17–20 Jun 2025
Europe/London timezone

The Limits of Global IR: Essentialist Categories, Domains of Marginalisation, and Hybrid Communities

18 Jun 2025, 09:00

Description

Global International Relations (GIR) is grounded in a West/non-West binary on which its denunciation of Western dominance builds. This concerns both the dominance of Western thought and perspectives and dominance in publication patterns. However, this paper argues that the binary is unsustainable and that GIR’s reliance on it perpetuates and produces forms of marginalisation in knowledge production and scholarship.
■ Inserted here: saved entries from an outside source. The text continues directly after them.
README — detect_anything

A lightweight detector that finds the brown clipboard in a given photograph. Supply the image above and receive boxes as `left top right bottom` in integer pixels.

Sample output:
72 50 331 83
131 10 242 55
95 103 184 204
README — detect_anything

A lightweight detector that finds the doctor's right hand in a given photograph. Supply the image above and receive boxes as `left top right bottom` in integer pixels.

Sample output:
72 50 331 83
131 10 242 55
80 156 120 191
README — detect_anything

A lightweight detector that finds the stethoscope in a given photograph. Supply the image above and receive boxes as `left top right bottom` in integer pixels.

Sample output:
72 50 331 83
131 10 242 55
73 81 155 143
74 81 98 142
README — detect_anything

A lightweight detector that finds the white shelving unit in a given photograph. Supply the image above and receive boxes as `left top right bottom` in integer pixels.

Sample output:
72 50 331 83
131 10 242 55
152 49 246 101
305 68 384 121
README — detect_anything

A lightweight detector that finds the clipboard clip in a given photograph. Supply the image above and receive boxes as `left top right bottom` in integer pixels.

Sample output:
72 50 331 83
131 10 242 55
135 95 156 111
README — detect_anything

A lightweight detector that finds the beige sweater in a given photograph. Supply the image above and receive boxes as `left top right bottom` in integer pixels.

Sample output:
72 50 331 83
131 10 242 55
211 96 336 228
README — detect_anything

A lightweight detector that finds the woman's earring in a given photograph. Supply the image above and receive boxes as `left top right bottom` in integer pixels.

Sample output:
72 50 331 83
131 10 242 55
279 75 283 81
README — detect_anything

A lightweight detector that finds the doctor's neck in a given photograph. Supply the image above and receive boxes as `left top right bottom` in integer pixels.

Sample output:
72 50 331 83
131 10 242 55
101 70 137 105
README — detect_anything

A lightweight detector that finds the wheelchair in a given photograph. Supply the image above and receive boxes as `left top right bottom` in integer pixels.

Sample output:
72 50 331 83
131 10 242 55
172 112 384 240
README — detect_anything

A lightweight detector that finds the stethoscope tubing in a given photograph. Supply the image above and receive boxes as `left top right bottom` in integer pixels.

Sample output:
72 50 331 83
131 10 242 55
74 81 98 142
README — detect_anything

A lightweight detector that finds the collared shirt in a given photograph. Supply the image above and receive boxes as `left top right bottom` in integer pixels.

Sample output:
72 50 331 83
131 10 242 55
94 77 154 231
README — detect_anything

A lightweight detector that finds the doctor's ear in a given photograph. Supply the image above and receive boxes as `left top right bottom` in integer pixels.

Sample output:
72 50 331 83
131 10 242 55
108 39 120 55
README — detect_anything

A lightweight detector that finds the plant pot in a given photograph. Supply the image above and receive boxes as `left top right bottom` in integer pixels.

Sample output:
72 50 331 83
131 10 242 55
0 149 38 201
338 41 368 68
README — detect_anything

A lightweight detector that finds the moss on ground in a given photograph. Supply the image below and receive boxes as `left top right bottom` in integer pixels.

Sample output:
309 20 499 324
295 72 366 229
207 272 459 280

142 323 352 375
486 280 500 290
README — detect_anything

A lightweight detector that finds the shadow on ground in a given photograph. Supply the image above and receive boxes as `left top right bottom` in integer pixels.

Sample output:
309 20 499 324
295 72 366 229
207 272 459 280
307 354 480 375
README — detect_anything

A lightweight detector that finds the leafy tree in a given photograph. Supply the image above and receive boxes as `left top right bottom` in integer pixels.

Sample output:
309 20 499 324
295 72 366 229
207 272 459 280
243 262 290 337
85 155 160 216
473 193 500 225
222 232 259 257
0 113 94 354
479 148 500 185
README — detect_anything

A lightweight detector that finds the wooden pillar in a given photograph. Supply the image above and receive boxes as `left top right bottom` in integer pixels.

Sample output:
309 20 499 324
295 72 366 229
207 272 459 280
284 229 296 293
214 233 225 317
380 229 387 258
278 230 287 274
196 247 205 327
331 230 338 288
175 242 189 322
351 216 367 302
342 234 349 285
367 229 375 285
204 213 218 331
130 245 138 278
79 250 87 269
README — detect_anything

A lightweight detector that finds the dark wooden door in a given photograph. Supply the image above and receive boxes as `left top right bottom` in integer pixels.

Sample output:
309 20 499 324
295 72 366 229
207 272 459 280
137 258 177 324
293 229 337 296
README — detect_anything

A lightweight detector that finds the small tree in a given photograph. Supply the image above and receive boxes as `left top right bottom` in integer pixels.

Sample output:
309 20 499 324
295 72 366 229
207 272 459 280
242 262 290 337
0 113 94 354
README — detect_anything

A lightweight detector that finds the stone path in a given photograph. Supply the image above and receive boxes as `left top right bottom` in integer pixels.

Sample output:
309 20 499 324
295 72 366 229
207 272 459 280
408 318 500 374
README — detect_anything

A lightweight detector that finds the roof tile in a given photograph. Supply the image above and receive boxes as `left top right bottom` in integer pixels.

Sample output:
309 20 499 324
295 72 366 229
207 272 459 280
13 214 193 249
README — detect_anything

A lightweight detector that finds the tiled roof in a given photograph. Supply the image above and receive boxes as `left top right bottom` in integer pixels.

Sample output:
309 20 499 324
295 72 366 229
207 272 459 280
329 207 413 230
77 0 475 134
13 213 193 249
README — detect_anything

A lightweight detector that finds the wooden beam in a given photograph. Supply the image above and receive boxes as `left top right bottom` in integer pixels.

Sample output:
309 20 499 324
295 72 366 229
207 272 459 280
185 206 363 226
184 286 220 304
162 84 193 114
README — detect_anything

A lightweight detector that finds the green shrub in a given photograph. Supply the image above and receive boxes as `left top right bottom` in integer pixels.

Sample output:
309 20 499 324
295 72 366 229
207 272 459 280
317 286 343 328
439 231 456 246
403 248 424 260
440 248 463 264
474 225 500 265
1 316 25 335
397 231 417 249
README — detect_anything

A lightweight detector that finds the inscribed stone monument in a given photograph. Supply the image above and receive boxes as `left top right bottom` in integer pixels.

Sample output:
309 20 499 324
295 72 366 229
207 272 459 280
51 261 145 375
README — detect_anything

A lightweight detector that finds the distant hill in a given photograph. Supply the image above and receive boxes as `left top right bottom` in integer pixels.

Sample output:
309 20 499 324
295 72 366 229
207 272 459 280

Perspectives and communities that do not fit the categories of West/non-West fall in between the cracks of the divide, and dominance in current-day publication patterns is confined to a small groups of states rather than simply Western, as the paper demonstrates through a survey of prominent IR journals. Second, it identifies and discusses three domains in which marginalisation manifests itself in GIR as a consequence of its reliance on the West/non-West binary: the liminal semi-periphery, the West subaltern, and the non-West subaltern. To illustrate, the paper discusses the Indo community and one of its prominent members, Tjalie Robinson, as an example of a hybrid group that falls outside the scope of dominant, traditional IR and GIR. The experiences and perspectives of the Indo community force the IR discipline to reconsider the meaning and implications of core concepts and approaches of IR and defining moments of international history, including decolonisation, the historiography of political independence movements in former colonies, feminist critical security studies, and the construction of European identity and multicultural society. The paper concludes that globalising IR requires the abandonment of essentialist categories in both GIR’s conceptualisations of the world and in its categorisation of IR scholars.